The authors describe symbolic racism as a belief structure underpinned by an anti-black feeling established in younger years through exposure to negative stereotypes such as "blacks are dangerous."

"This anti-black affect is not necessarily conscious or deliberate but may be felt as fear, anger, unease and hostility towards blacks," according to the researchers.

"The symbolic component reflects the abstract view of blacks as a collective rather than as individuals, as well as its basis in abstract white moralistic reasoning and traditions," the authors state.

More here.

I can almost hear it now.  "Oh, so we're RACISTS now, are we?  That is SO weak and lame.  Race-baiting at its absolute WORST."  Okay, hold your horses and take a chill pill here for a minute.  As far as I can tell from the article, the study deals with subconscious racial attitudes, not with conscious intellectual choices about the issue of race.  And subconscious attitudes, that is, ideas which are out of your control, are nothing with which to be ashamed.  Indeed, upon years of self-reflection, I've come to realize that I have some subconscious racial attitudes, myself; I don't like it, and try my best to be wary of them when I can, but they are there, just because I grew up in white Texan culture only a brief few years after the end of Jim Crow.

So just relax about this.  Nobody's calling gun owners racist.  At least, not the kind of racist who wears a hood and burns crosses.

Having said that, this finding is absolutely fascinating in that it fits very neatly the thesis Michael Moore advances in his film Bowling for Columbine: white America lives within a culture of fear.  The idea is that historically the ever present threat of Indian attacks and slave rebellions profoundly affected the genome of American culture.  We white people have been taught, for so long that nobody even remembers why these days, that we are to fear the other because he may very well slit our throats while we're sleeping.  I definitely got this self-destructive education while I was growing up; I even remember a clear instance or two of this happening when I was little.  And I definitely felt it affecting my thoughts and behavior well into adult life.
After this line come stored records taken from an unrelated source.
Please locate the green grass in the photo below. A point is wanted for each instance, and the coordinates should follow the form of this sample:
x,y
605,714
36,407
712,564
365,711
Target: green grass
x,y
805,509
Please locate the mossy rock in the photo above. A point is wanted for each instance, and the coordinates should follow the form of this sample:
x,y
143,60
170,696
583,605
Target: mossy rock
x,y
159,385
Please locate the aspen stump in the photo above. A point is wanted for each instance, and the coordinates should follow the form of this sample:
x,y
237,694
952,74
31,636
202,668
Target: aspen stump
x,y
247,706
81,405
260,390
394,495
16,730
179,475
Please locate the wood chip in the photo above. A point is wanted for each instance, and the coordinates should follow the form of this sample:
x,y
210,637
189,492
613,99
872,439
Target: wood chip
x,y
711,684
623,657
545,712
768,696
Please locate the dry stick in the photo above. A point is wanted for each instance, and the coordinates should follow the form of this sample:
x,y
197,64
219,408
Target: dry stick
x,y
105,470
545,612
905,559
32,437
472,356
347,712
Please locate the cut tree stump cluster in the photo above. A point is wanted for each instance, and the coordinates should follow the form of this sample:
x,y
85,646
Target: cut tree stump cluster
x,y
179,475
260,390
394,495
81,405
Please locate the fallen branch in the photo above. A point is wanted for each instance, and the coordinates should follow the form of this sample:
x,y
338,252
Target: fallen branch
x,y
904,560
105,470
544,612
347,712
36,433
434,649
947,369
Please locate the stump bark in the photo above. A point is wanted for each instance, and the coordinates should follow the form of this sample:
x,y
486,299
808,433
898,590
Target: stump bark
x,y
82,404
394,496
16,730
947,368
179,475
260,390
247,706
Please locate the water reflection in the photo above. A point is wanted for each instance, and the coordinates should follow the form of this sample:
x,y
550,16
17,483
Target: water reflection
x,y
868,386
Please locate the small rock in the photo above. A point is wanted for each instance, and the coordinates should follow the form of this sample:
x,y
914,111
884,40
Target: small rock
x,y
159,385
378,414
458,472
Fortunately, I eventually embraced liberalism, which forced me to take a long hard look at myself to truly understand what was going on within me.  So, while I never had any desire to own a gun, fortunately, I certainly understand the emotional dynamic that would make somebody want to do so, fear of the other, fear that the other is going to kill me and my family.  And I know that this is a real thing, something that cannot simply be banished overnight through sheer force of will.

So what the anti-gun left has to consider, now that we have some hard evidence on this, is that simple appeals to logic and reason are not enough when it comes to gun regulation.  We're dealing with some very real fear, found deeply within the human psyche, instilled starting with infancy, and ultimately hardwired into that psyche, for good.  Somehow those fears must be addressed within our rhetoric, or we're just going to go back and forth on this for eternity while shooters continue to shoot up schools, airports, shopping malls, abortion clinics, sporting events, day care centers, churches, and on and on.  

This is beyond logic.  We need to take that to heart.